La situation de PrivatBank constitue un sujet explosif non seulement par sa taille mais aussi par l’identité de son principal actionnaire jusque là: le milliardaire Igor Kolomoïski, un temps gouverneur à poigne de la région de Dnipropetrovsk avant de devenir une cible du président Porochenko dans sa lutte contre la corruption.

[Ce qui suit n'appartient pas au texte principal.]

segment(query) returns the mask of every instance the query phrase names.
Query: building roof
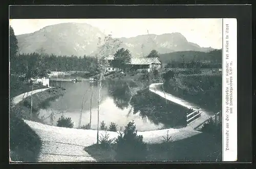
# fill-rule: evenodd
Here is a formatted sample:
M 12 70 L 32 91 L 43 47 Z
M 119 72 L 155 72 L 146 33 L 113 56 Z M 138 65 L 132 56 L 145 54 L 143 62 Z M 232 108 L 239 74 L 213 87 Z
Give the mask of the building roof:
M 107 58 L 108 60 L 113 60 L 114 56 L 110 56 Z M 131 59 L 131 65 L 151 65 L 152 64 L 161 64 L 161 62 L 158 58 L 132 58 Z
M 132 58 L 130 64 L 151 65 L 153 63 L 161 64 L 161 62 L 157 58 Z

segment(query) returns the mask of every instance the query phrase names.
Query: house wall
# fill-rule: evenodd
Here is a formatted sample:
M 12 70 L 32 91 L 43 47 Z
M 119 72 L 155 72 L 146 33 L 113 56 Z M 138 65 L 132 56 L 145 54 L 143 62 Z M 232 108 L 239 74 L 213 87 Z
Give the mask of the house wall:
M 118 71 L 118 70 L 119 70 L 119 69 L 113 68 L 113 67 L 108 67 L 106 68 L 106 72 L 114 72 L 115 71 Z
M 154 70 L 159 70 L 161 69 L 160 64 L 151 64 L 150 65 L 150 71 L 153 71 Z

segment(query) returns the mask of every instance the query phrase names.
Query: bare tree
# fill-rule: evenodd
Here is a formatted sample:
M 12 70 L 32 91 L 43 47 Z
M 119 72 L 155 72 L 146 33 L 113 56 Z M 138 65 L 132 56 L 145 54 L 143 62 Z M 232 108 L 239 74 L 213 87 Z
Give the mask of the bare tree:
M 90 128 L 92 127 L 92 102 L 93 96 L 93 86 L 92 86 L 92 95 L 91 95 L 91 103 L 90 106 Z
M 102 44 L 103 43 L 103 44 Z M 106 58 L 113 55 L 120 46 L 121 42 L 117 39 L 113 39 L 111 35 L 106 36 L 102 42 L 99 38 L 99 52 L 97 54 L 98 70 L 99 72 L 98 75 L 99 93 L 98 98 L 97 110 L 97 144 L 99 144 L 99 103 L 100 102 L 100 92 L 102 88 L 102 80 L 104 74 L 106 70 L 108 62 Z

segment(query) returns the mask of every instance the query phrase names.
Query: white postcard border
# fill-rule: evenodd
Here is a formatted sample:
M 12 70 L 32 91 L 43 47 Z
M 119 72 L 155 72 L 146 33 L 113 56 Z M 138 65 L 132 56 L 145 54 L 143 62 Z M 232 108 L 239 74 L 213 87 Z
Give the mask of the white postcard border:
M 235 161 L 238 157 L 237 21 L 223 18 L 222 160 Z

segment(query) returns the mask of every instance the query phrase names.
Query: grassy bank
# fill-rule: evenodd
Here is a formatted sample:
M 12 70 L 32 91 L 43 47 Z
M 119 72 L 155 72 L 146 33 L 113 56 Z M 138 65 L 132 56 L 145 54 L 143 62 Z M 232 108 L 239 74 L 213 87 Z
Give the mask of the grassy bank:
M 51 99 L 63 94 L 62 89 L 60 88 L 53 89 L 51 94 L 50 92 L 49 89 L 33 95 L 34 116 L 30 120 L 40 122 L 36 112 L 39 108 L 46 108 Z M 11 91 L 10 93 L 13 96 L 16 94 L 13 91 Z M 36 133 L 23 120 L 28 118 L 30 101 L 31 97 L 28 97 L 17 105 L 10 103 L 10 157 L 13 161 L 37 161 L 41 142 Z
M 194 161 L 214 162 L 221 160 L 221 142 L 216 142 L 209 134 L 202 133 L 175 142 L 161 144 L 147 144 L 147 161 Z M 100 145 L 93 145 L 84 150 L 97 161 L 115 161 L 116 145 L 108 149 Z M 199 150 L 200 150 L 200 152 Z
M 222 108 L 222 76 L 181 75 L 165 81 L 165 92 L 217 112 Z
M 38 84 L 34 84 L 33 87 L 34 90 L 44 88 L 47 88 L 47 87 Z M 17 76 L 10 76 L 10 98 L 13 98 L 31 90 L 31 85 L 19 80 Z
M 42 92 L 33 95 L 32 117 L 31 120 L 41 122 L 38 118 L 37 113 L 40 109 L 47 108 L 50 106 L 51 100 L 54 100 L 64 94 L 65 89 L 61 88 L 52 88 Z M 24 116 L 25 119 L 28 119 L 31 111 L 31 97 L 29 96 L 18 103 L 24 110 Z

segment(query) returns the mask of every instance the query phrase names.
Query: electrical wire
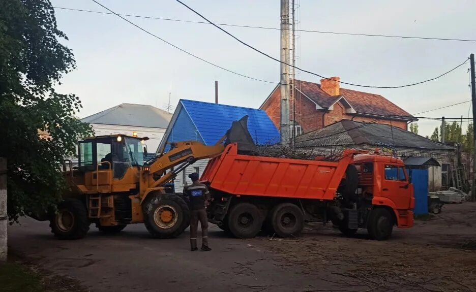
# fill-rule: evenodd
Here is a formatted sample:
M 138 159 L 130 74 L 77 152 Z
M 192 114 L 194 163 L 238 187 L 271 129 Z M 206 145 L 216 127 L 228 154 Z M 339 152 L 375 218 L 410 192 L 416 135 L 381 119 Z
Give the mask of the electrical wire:
M 79 11 L 82 12 L 89 12 L 92 13 L 98 13 L 100 14 L 110 14 L 114 15 L 114 13 L 110 13 L 109 12 L 103 12 L 102 11 L 94 11 L 93 10 L 86 10 L 84 9 L 77 9 L 74 8 L 67 8 L 66 7 L 58 7 L 53 6 L 53 8 L 56 9 L 63 9 L 65 10 L 71 10 L 73 11 Z M 130 17 L 137 17 L 139 18 L 146 18 L 148 19 L 157 19 L 159 20 L 166 20 L 169 21 L 177 21 L 179 22 L 188 22 L 190 23 L 200 23 L 202 24 L 210 24 L 209 22 L 205 22 L 204 21 L 193 21 L 192 20 L 185 20 L 183 19 L 175 19 L 173 18 L 164 18 L 162 17 L 155 17 L 153 16 L 144 16 L 142 15 L 134 15 L 132 14 L 118 14 L 119 15 L 122 16 L 128 16 Z M 278 27 L 270 27 L 268 26 L 253 26 L 253 25 L 243 25 L 240 24 L 231 24 L 229 23 L 217 23 L 218 25 L 222 25 L 224 26 L 234 26 L 236 27 L 245 27 L 247 28 L 259 28 L 261 29 L 268 29 L 268 30 L 280 30 L 281 28 Z M 289 30 L 292 30 L 292 29 L 289 29 Z M 376 35 L 372 34 L 353 34 L 350 33 L 341 33 L 338 31 L 329 31 L 324 30 L 313 30 L 310 29 L 294 29 L 295 31 L 302 31 L 304 33 L 314 33 L 317 34 L 325 34 L 330 35 L 342 35 L 345 36 L 363 36 L 363 37 L 378 37 L 381 38 L 394 38 L 397 39 L 418 39 L 418 40 L 431 40 L 435 41 L 458 41 L 458 42 L 476 42 L 476 40 L 469 40 L 466 39 L 451 39 L 451 38 L 429 38 L 429 37 L 408 37 L 408 36 L 393 36 L 390 35 Z
M 93 1 L 95 1 L 95 0 L 93 0 Z M 230 37 L 233 38 L 233 39 L 234 39 L 235 40 L 236 40 L 237 42 L 239 42 L 241 44 L 243 44 L 243 45 L 244 45 L 244 46 L 246 46 L 246 47 L 248 47 L 248 48 L 250 48 L 252 50 L 253 50 L 254 51 L 255 51 L 256 52 L 257 52 L 258 53 L 259 53 L 260 54 L 262 54 L 262 55 L 264 55 L 264 56 L 266 56 L 266 57 L 267 57 L 268 58 L 270 58 L 270 59 L 272 59 L 272 60 L 274 60 L 275 61 L 276 61 L 277 62 L 279 62 L 279 63 L 282 63 L 282 64 L 284 64 L 285 65 L 286 65 L 286 66 L 289 66 L 290 67 L 292 67 L 292 68 L 294 68 L 294 69 L 298 69 L 298 70 L 299 70 L 299 71 L 302 71 L 302 72 L 306 72 L 306 73 L 308 73 L 308 74 L 311 74 L 311 75 L 315 75 L 315 76 L 318 76 L 318 77 L 320 77 L 320 78 L 323 78 L 323 79 L 327 79 L 327 80 L 332 80 L 332 81 L 336 81 L 336 80 L 334 80 L 333 79 L 331 79 L 329 78 L 327 78 L 327 77 L 324 77 L 324 76 L 322 76 L 322 75 L 319 75 L 319 74 L 318 74 L 317 73 L 315 73 L 312 72 L 311 72 L 311 71 L 307 71 L 307 70 L 305 70 L 304 69 L 301 69 L 301 68 L 300 68 L 298 67 L 297 66 L 295 66 L 292 64 L 288 64 L 288 63 L 286 63 L 286 62 L 283 62 L 283 61 L 281 61 L 281 60 L 275 58 L 274 57 L 273 57 L 272 56 L 271 56 L 271 55 L 269 55 L 268 54 L 267 54 L 267 53 L 265 53 L 265 52 L 263 52 L 263 51 L 260 51 L 260 50 L 258 50 L 258 49 L 256 49 L 256 48 L 255 48 L 254 47 L 253 47 L 253 46 L 251 46 L 251 45 L 249 45 L 249 44 L 247 44 L 247 43 L 245 43 L 245 42 L 242 41 L 241 40 L 240 40 L 240 39 L 239 39 L 238 38 L 235 37 L 234 36 L 233 36 L 233 35 L 232 35 L 232 34 L 230 34 L 230 33 L 228 33 L 227 31 L 225 30 L 223 28 L 220 27 L 219 26 L 218 26 L 218 25 L 217 25 L 217 24 L 215 24 L 214 23 L 212 22 L 211 21 L 209 20 L 206 17 L 203 16 L 203 15 L 202 15 L 201 14 L 200 14 L 199 12 L 197 12 L 196 11 L 195 11 L 195 10 L 194 10 L 193 8 L 192 8 L 190 7 L 190 6 L 188 6 L 187 4 L 185 4 L 185 3 L 184 3 L 183 2 L 182 2 L 182 1 L 181 1 L 181 0 L 175 0 L 175 1 L 176 1 L 177 2 L 178 2 L 179 3 L 180 3 L 181 4 L 182 4 L 182 5 L 183 5 L 184 6 L 185 6 L 185 7 L 186 7 L 187 9 L 188 9 L 189 10 L 192 11 L 192 12 L 193 12 L 193 13 L 194 13 L 195 14 L 198 15 L 199 16 L 200 16 L 200 17 L 201 17 L 202 18 L 203 18 L 203 19 L 204 19 L 205 20 L 206 20 L 209 23 L 210 23 L 211 24 L 213 25 L 214 26 L 215 26 L 215 27 L 218 28 L 219 29 L 220 29 L 220 30 L 221 30 L 222 31 L 225 33 L 225 34 L 226 34 L 227 35 L 228 35 L 228 36 L 229 36 Z M 427 79 L 427 80 L 424 80 L 424 81 L 420 81 L 420 82 L 415 82 L 415 83 L 411 83 L 411 84 L 406 84 L 406 85 L 400 85 L 400 86 L 371 86 L 371 85 L 361 85 L 361 84 L 355 84 L 355 83 L 350 83 L 350 82 L 343 82 L 343 81 L 338 81 L 338 82 L 339 82 L 340 83 L 342 83 L 342 84 L 347 84 L 347 85 L 353 85 L 353 86 L 359 86 L 359 87 L 367 87 L 367 88 L 403 88 L 403 87 L 409 87 L 409 86 L 414 86 L 414 85 L 418 85 L 418 84 L 422 84 L 422 83 L 426 83 L 426 82 L 429 82 L 429 81 L 433 81 L 433 80 L 437 79 L 439 78 L 440 77 L 442 77 L 444 76 L 444 75 L 446 75 L 447 74 L 449 74 L 449 73 L 451 73 L 451 72 L 453 72 L 453 71 L 456 70 L 457 69 L 458 69 L 458 68 L 459 68 L 459 67 L 460 67 L 462 66 L 463 65 L 464 65 L 465 63 L 466 63 L 468 61 L 468 60 L 469 60 L 469 58 L 468 58 L 467 59 L 466 59 L 466 60 L 464 61 L 464 62 L 461 63 L 459 65 L 458 65 L 457 66 L 456 66 L 456 67 L 455 67 L 454 68 L 451 69 L 451 70 L 450 70 L 449 71 L 447 71 L 447 72 L 446 72 L 443 73 L 442 74 L 440 74 L 440 75 L 439 75 L 439 76 L 437 76 L 437 77 L 434 77 L 434 78 L 430 78 L 430 79 Z
M 110 12 L 111 13 L 112 13 L 112 14 L 114 14 L 114 15 L 115 15 L 117 16 L 118 17 L 120 17 L 120 18 L 121 18 L 121 19 L 123 19 L 124 20 L 125 20 L 125 21 L 126 21 L 129 22 L 130 24 L 132 24 L 132 25 L 134 25 L 134 26 L 135 26 L 135 27 L 137 27 L 137 28 L 140 29 L 141 30 L 144 31 L 144 33 L 146 33 L 146 34 L 148 34 L 148 35 L 150 35 L 151 36 L 152 36 L 154 37 L 154 38 L 157 38 L 157 39 L 158 39 L 159 40 L 160 40 L 161 41 L 162 41 L 162 42 L 165 43 L 166 44 L 168 44 L 168 45 L 170 45 L 170 46 L 171 46 L 172 47 L 173 47 L 175 48 L 175 49 L 177 49 L 177 50 L 180 50 L 180 51 L 182 51 L 182 52 L 185 53 L 186 54 L 188 54 L 188 55 L 189 55 L 192 56 L 192 57 L 194 57 L 194 58 L 197 58 L 197 59 L 198 59 L 199 60 L 201 60 L 201 61 L 203 61 L 203 62 L 205 62 L 205 63 L 208 63 L 208 64 L 210 64 L 212 65 L 212 66 L 214 66 L 214 67 L 217 67 L 217 68 L 220 68 L 220 69 L 222 69 L 222 70 L 225 70 L 225 71 L 228 72 L 229 72 L 229 73 L 233 73 L 233 74 L 235 74 L 235 75 L 236 75 L 241 76 L 241 77 L 245 77 L 245 78 L 248 78 L 248 79 L 252 79 L 252 80 L 256 80 L 256 81 L 261 81 L 261 82 L 266 82 L 266 83 L 273 83 L 273 84 L 275 84 L 277 83 L 277 82 L 276 82 L 268 81 L 266 81 L 266 80 L 261 80 L 261 79 L 257 79 L 257 78 L 253 78 L 253 77 L 250 77 L 250 76 L 246 76 L 246 75 L 243 75 L 243 74 L 241 74 L 239 73 L 237 73 L 237 72 L 235 72 L 233 71 L 232 71 L 232 70 L 229 70 L 229 69 L 227 69 L 226 68 L 223 68 L 223 67 L 222 67 L 221 66 L 219 66 L 219 65 L 217 65 L 217 64 L 215 64 L 215 63 L 212 63 L 212 62 L 210 62 L 210 61 L 207 61 L 206 60 L 205 60 L 205 59 L 203 59 L 203 58 L 200 58 L 200 57 L 197 56 L 196 55 L 194 55 L 194 54 L 192 54 L 192 53 L 190 53 L 190 52 L 188 52 L 188 51 L 186 51 L 185 50 L 184 50 L 183 49 L 182 49 L 181 48 L 180 48 L 180 47 L 177 47 L 177 46 L 175 46 L 175 45 L 174 45 L 173 44 L 172 44 L 171 43 L 170 43 L 170 42 L 167 42 L 167 41 L 166 41 L 166 40 L 164 40 L 164 39 L 162 39 L 162 38 L 161 38 L 161 37 L 160 37 L 157 36 L 156 35 L 155 35 L 155 34 L 153 34 L 152 33 L 151 33 L 151 32 L 149 31 L 148 30 L 147 30 L 145 29 L 144 28 L 143 28 L 142 27 L 139 26 L 139 25 L 136 24 L 135 23 L 132 22 L 132 21 L 129 21 L 129 20 L 128 20 L 127 18 L 125 18 L 123 17 L 123 16 L 122 16 L 121 15 L 120 15 L 119 14 L 117 14 L 117 13 L 116 13 L 114 12 L 114 11 L 111 10 L 110 9 L 109 9 L 109 8 L 108 8 L 106 7 L 106 6 L 104 6 L 104 5 L 103 5 L 102 4 L 101 4 L 101 3 L 100 3 L 99 2 L 98 2 L 98 1 L 96 1 L 96 0 L 92 0 L 92 1 L 93 1 L 93 2 L 96 3 L 97 4 L 98 4 L 98 5 L 99 5 L 100 6 L 103 7 L 103 8 L 104 8 L 105 9 L 106 9 L 106 10 L 108 10 L 108 11 Z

Sans le nommer directement, M. Porochenko a justifié la nationalisation par l'”insuffisance” des mesures prises par “les propriétaires et les cadres-dirigeants”. Il a plus globalement critiqué la stratégie de la banque et souligné l’aggravation de la crise économique sur fond de guerre dans l’Est pour expliquer sa décision.

Lors d’une conférence de presse, la présidente de la banque centrale, Valéria Gontariéva, a dénoncé une “politique de crédits non équilibrée” car la quasi totalité des emprunts étaient accordés à des personnes liées aux actionnaires.

A ses côtés, le ministre des Finances Olexandre Danyliouk a estimé le renflouement nécessaire à plus de quatre milliards d’euros et assuré que le gouvernement remettrait PrivatBank en vente quand elle serait “complètement stabilisée”.

Le ministre a insisté sur le fait que le sauvetage de l’établissement permettrait à Kiev de “se rapprocher d’une coopération étroite avec le Fonds monétaire international pour recevoir une nouvelle tranche” d’aide financière.

L’assainissement du secteur bancaire fait partie des conditions posées par les alliés occidentaux de Kiev, menés par le FMI, pour maintenir leur perfusion financière, qui a déjà pris du retard ces dernières années à cause de la persistance de la corruption.

L’Ukraine espérait du FMI le feu vert au versement d’une tranche de 1,3 milliard de dollars en novembre, dans le cadre du plan de sauvetage financier de 17,5 milliards de dollars accordé en 2015. Mais à l’issue de sa dernière mission à Kiev, en novembre, le Fonds a estimé que le pays avait besoin de plus de temps pour remplir les conditions nécessaires.

Des tests de résistance menés récemment par la banque centrale ont montré que sur 39 établissements étudiés, 28 n’avaient pas les liquidités nécessaires pour survivre à une éventuelle nouvelle crise économique.